There is also the problem when this translates into a video game that the game will often, by necessity, highlight items which are important. Games like Myst and Hector: Badge of Carnage thankfully escape much of this but it can be maddening to be tapping around trying to figure out exactly how to get something to work as a fan belt.

But we enjoy the discovery, even as it frustrates and confounds us. I’ve had almost as much fun watching someone play an engaging game as I have had playing it. So, why are there so few multiplayer detective games?

Are there any?

Games in Education

I believe that my playing of games has contributed positively to my development as an individual. Traditionally advocacy for gaming has included the development of teamwork and leadership skills, understanding of competition, resource management and also a greater appreciation of geography, politics, religion and ‘alien’ cultures. Games, especially tabletop role-playing games, have been used in education for years as they are comparatively light on resources, encourage participation and are good for personal development.

I read this from BrainyGamer

This year, for the first time, a video game will appear on the syllabus of a course required for all students at Wabash College, where I teach. For me – and for a traditional liberal arts college founded in 1832 – this is a big deal.

I pitched the idea to my colleagues on the committee (decidedly not a collection of gamers), and they agreed to try Portal and read selections from Goffman’s book. After plowing through some installation issues (“What does this Steam do? Will it expose me to viruses?”), we enjoyed the first meaningful discussion about a video game I’ve ever had with a group of colleagues across disciplines. They got it. They made the connections, and they enjoyed the game. Most importantly, they saw how Portal could provoke thoughtful reflection and vigorous conversation on questions germane to the course.

And so we’re playing Portal at Wabash College.

Portal is, for a single player game, utterly fascinating.

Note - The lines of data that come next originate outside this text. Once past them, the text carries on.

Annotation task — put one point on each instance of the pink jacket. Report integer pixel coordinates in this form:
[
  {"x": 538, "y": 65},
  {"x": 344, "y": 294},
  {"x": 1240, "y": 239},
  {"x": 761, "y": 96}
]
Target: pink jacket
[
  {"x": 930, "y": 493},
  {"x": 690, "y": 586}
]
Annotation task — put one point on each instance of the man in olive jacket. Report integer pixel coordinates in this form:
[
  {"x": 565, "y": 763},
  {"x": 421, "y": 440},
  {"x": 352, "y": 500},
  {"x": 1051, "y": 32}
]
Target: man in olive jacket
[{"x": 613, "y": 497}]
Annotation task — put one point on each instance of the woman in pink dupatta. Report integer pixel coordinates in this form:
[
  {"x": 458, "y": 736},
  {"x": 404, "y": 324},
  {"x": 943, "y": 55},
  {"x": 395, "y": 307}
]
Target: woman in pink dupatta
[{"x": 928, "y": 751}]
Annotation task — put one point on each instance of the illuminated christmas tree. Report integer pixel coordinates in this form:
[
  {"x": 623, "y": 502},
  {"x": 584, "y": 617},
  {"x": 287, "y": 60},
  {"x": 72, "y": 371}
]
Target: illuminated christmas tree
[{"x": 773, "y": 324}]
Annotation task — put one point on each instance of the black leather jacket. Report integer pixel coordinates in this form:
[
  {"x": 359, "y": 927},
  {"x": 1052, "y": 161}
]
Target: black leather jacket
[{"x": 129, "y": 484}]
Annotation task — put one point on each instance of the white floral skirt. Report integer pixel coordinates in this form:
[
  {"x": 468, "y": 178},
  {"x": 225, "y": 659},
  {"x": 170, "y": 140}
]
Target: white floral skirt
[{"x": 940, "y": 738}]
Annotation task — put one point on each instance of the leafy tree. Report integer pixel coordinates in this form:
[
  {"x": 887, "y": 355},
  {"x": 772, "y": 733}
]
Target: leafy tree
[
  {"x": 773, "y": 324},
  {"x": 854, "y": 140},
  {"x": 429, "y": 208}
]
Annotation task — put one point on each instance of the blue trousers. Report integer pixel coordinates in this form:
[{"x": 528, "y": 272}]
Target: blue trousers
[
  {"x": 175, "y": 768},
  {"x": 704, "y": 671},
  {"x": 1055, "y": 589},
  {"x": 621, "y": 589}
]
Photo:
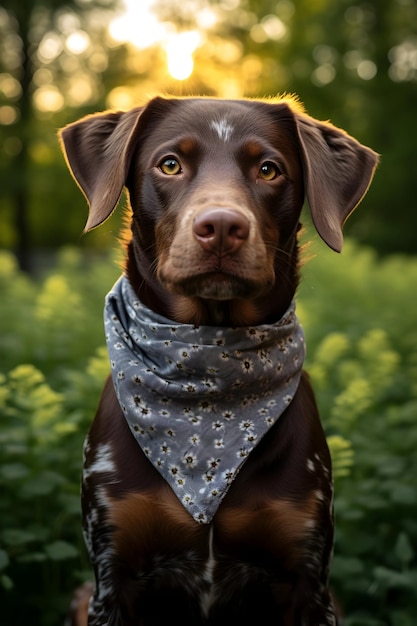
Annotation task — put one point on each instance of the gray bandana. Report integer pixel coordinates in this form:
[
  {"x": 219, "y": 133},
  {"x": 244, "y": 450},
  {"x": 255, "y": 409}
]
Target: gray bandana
[{"x": 198, "y": 399}]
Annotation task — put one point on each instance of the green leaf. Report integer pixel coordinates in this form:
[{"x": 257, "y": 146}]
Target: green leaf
[
  {"x": 403, "y": 549},
  {"x": 6, "y": 582},
  {"x": 60, "y": 551},
  {"x": 15, "y": 537},
  {"x": 4, "y": 559},
  {"x": 14, "y": 471}
]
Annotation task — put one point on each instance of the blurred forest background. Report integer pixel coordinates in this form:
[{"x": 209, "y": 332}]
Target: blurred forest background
[{"x": 353, "y": 62}]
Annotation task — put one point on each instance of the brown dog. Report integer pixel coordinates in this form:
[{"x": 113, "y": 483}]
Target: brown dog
[{"x": 223, "y": 512}]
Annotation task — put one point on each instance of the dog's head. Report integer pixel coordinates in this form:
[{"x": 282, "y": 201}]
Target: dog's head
[{"x": 216, "y": 189}]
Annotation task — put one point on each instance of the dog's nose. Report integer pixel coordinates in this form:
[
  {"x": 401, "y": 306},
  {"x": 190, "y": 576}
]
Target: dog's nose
[{"x": 219, "y": 229}]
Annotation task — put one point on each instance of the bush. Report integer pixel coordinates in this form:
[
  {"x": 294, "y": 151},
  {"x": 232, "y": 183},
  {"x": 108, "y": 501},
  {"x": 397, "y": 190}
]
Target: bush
[{"x": 361, "y": 330}]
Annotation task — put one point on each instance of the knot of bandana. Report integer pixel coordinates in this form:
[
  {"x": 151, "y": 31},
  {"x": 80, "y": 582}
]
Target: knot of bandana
[{"x": 198, "y": 399}]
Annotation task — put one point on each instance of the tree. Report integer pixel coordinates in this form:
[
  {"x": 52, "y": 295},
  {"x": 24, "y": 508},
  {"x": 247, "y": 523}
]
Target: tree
[{"x": 34, "y": 36}]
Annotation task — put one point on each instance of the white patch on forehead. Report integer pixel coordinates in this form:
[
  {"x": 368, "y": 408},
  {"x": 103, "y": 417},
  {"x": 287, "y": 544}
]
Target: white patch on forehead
[{"x": 222, "y": 128}]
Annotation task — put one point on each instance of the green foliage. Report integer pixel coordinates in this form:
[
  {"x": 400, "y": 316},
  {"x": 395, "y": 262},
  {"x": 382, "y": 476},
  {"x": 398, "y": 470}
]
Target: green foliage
[{"x": 360, "y": 320}]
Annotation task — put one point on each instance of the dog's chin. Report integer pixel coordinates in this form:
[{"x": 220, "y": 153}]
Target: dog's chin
[{"x": 216, "y": 286}]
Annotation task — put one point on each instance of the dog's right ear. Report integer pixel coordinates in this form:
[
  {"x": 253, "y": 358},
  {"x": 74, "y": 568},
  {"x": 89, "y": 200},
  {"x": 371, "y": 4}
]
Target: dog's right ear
[{"x": 98, "y": 151}]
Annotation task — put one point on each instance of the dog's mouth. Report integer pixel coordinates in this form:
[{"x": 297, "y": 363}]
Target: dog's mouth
[{"x": 217, "y": 286}]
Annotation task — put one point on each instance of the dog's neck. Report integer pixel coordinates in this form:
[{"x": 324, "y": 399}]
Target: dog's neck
[{"x": 238, "y": 312}]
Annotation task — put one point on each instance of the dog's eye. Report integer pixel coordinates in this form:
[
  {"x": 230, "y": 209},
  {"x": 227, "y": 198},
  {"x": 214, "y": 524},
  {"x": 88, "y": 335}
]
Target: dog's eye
[
  {"x": 170, "y": 166},
  {"x": 268, "y": 171}
]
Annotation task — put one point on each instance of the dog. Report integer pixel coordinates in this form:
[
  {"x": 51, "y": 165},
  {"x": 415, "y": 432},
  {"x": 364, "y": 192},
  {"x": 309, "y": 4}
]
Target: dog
[{"x": 207, "y": 485}]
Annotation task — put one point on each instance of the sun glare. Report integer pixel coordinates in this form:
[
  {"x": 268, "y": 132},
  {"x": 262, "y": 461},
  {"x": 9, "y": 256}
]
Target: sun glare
[
  {"x": 140, "y": 26},
  {"x": 179, "y": 50}
]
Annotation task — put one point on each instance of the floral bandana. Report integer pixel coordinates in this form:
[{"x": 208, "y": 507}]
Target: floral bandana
[{"x": 198, "y": 399}]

I yearn for a group of individuals who get together to not only play games but also to have meaningful discussion about games and play. To examine the meta-design of games and to discuss the reasons why they are fun.

The Fun Theory

When designing games I tend to think about what will make the game more ‘sticky’. At the start, I can usually enthuse someone about a game by talking to them about it. You’re the consummate salesperson for your game and design and in theory no-one can sell the concept like you can. To get people to play (or better still, to pay), you have to describe the game in such terms that it seems fun. This was a challenge with The 23rd Letter because it doesn’t contain pictures and like it or not it’s the visuals which usually interest someone in a game.

In theory, with the concept of Playbor (work that seems like play), you can make anything seem like fun. Whether this is Tom Sawyer fooling others to whitewash the fence or the complicated patterns from the Folding@Home project, you can get results by adding simple things like achievements, leaderboards and a dollop of fun.

I’m very interested in the motivations of people especially with respect to getting them to change behaviours. Work I’ve done with the University of Ulster was describing scenarios for changed behaviours and how you can take advantage of those for good (or evil). Needless to say that lots of companies are looking at this area because it goes beyond advertising. In this world, advertising is already dead and we’re presenting people with things that would normally be described as ‘not fun’ and making them into ‘fun’. That’s actually a lot easier than getting someone to click through on a banner advert.

Can you get more people to take the stairs by making it more fun?

This is the essence of games.

Not everyone can appreciate the fun of a game like Left4Dead (one of the very best co-operative games on the market). And not everyone is going to appreciate games like Diner Dash or Farmville. But there is a feeling of enjoyment and achievement in all of these games which is what is common in games.

This is Jane McGonigal at TED talking about how games can be used to fix real-world problems.

My aim is to start a new company (working title: Alien Salvage) which will focus on the development of games which will have both learning and healthcare applications as well as being fun.